Une philosophie de l’être et de l’événement
On trouve quatre grands réseaux au sein du système de Badiou, « quatre chemins de la vérité » : la politique, l’amour, l’art et les sciences. Son systématisme est dynamique, dialectique, et il réunifie deux dimensions opposables du monde : le mathématisable et la logique d’un côté, l’exception humaine de l’autre. C’est-à-dire d’un côté l’homme par lequel vient l’événement, de l’autre l’être qui est le principe de toute chose. C’est donc une philosophie très ambitieuse, et probablement même, je n’en connais pas une autre depuis Heidegger, une philosophie dont la finalité ultime est de penser l’être. À une différence tout de même, d’avec le maître de Fribourg : ce dernier comptait faire parler l’Être, en lui conférant une majesté, en cherchant à en percer le secret, le mystère si bien gardé depuis deux millénaires ; Badiou en revanche, voit l’être de manière immanente, privé de sens.
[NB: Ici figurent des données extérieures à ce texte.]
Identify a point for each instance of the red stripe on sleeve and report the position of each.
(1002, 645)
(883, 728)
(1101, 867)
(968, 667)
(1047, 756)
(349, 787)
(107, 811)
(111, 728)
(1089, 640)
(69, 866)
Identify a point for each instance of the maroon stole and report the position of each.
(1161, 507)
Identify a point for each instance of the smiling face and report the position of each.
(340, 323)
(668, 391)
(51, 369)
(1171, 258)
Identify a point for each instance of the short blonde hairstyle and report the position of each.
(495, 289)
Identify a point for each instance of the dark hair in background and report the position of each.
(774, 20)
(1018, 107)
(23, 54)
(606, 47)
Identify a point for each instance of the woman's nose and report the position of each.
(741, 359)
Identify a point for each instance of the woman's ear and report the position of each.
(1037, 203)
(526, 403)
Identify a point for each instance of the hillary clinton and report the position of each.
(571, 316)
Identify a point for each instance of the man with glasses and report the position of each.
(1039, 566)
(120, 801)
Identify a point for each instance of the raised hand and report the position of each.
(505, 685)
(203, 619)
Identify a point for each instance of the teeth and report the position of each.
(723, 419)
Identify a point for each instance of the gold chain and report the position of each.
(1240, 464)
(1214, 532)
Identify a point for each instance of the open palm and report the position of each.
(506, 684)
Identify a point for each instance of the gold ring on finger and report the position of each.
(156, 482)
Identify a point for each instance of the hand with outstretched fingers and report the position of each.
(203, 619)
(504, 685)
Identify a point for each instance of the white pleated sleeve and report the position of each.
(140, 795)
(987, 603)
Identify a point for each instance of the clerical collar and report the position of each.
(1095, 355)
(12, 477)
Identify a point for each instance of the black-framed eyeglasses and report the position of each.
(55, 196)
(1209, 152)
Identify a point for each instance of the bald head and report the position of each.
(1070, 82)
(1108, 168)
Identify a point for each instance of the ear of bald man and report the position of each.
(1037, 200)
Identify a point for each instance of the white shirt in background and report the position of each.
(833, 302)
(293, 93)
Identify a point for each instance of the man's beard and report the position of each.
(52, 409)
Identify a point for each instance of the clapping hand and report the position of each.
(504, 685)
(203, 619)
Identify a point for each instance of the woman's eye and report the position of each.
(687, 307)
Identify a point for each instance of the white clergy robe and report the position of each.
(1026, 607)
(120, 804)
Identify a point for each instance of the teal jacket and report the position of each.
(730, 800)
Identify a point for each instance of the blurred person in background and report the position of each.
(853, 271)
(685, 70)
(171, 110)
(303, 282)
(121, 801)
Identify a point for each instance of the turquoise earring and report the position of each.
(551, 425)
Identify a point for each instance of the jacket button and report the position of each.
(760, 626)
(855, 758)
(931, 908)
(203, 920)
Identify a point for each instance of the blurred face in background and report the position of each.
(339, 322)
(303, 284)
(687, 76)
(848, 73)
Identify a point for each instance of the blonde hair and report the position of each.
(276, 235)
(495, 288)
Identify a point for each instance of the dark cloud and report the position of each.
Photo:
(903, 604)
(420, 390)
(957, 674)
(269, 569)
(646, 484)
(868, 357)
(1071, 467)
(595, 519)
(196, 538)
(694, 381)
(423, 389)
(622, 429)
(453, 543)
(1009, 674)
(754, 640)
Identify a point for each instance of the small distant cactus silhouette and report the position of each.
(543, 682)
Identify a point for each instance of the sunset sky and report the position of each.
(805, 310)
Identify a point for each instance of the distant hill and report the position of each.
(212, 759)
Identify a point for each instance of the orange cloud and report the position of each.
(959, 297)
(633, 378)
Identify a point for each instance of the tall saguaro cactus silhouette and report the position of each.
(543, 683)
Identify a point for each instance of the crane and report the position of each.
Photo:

Or, cette idée est déjà suffisamment importante pour éveiller notre curiosité de philosophe ! Car, la philosophie, contre toute attente - même celle de Heidegger, mais je n’en parlerai pas ici - n’est pas coupée du réel ; elle n’a pas pour vocation de rendre notre réalité abstraite par un jeu conceptuel abscons qui nous protégerait de son aspect arbitraire, incertain, chaotique. Au contraire, toute philosophie qui s’arracherait à la réalité pour s’en déconnecter ne serait plus de la philosophie ; toute philosophie qui ne nous parlerait pas, qui n’aurait pas pour fin ultime de nous rendre compréhensibles à nous-mêmes, de nous rendre le monde compréhensible ne serait pas de la philosophie. De fait, il n’est pas étonnant que la philosophie d’Alain Badiou, aussi complexe soit-elle n’a, quoi qu’on dise, qu’un objectif, et un seul : le désir de rendre notre réalité compréhensible afin de nous rendre heureux. Il n’y a rien ici d’excessif ou de réducteur dans mes propos. Lisons seulement ces mots d’Alain Badiou lui-même :
« Le philosophe est plus heureux que tous ceux qu’on croit plus heureux que lui, les riches, les jouisseurs, les tyrans. Ce que cela signifie est assez clair : le philosophe expérimentera, de l’intérieur de sa vie, ce qu’est la vraie vie » dit-il dans le dernier des entretiens avec Fabien Tarby[2]. Voilà de quoi nous réjouir ! Par ce livre, on a enfin un accès commode à un tout nouveau système philosophique qui se veut profondément révolutionnaire. On pensait que depuis Hegel, et son système achevé, Nietzsche et son haine affichée pour l’esprit de système, il n’y avait plus aucune place pour la pensée systémique en philosophie. Nous avions apparemment tort ! La pensée de Badiou, profondément classique, est une pensée de système au sens où elle « délivre, selon une progression marquée, un ensemble d’idées affirmées dès l’origine. »[3]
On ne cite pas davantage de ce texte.